3.10. Voor zover verzoeker in zijn wrakingsverzoek van 8 juli 2009 verwijst naar overwegingen in de beschikking van de wrakingskamer van 11 juni 2009 en hetgeen tijdens die zitting zou zijn besproken overweegt de wrakingskamer als volgt. Tegen een beslissing van de wrakingskamer staat geen rechtsmiddel open. Voor zover verzoeker zijn wrakingsverzoek baseert op bezwaren tegen overwegingen in genoemde wrakingsbeslissing, kan de wrakingskamer zich daarover niet uitlaten. Dit zou immers een oneigenlijke vorm van hoger beroep opleveren. Verzoeker moet dan ook op dit punt niet-ontvankelijk worden verklaard in zijn verzoek.
3.11. De wrakingskamer vindt verder aanleiding te bepalen dat verdere wrakingsverzoeken in deze zaak tegen mr. [naam rechter] niet meer in behandeling zullen worden genomen. Hieraan ligt ten grondslag dat verzoeker in de desbetreffende procedure reeds meermalen het rechtsmiddel van wraking heeft aangewend, waaronder twee maal tegen mr. [naam rechter]. Tevens heeft verzoeker meermalen het instrument van wraking gebruikt tegen de rechters van de rechtbank die zijn wrakingsverzoek(en) behandelen, waarbij verzoeker tevens schijnbaar naar willekeur voorafgaand aan de behandeling van zijn wrakingsverzoek dit verzoek (ongemotiveerd) intrekt.
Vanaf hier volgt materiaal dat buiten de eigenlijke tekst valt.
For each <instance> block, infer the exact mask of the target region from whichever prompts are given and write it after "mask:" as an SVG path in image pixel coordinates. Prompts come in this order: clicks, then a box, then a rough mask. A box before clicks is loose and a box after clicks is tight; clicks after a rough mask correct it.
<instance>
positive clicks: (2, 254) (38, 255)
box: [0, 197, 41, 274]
De rechtbank is daarom van oordeel dat verzoeker misbruik maakt van het rechtsmiddel van wraking.
De rechtbank:
- verklaart verzoeker niet-ontvankelijk in zijn wrakingsverzoek;
- bepaalt dat verdere wrakingsverzoeken van verzoeker in deze zaak tegen mr. [naam rechter] niet meer in behandeling zullen worden genomen.
Deze beschikking is gegeven door mr. M.C.G.J. van Well, voorzitter, mr. C.M.E. Lagarde en mr. C. van Linschoten, rechters, in het bijzijn van mr. S. Westerdijk, als griffier en in het openbaar uitgesproken op 3 augustus 2009.
de griffier, de voorzitter,
Tegen deze beslissing staat geen rechtsmiddel open.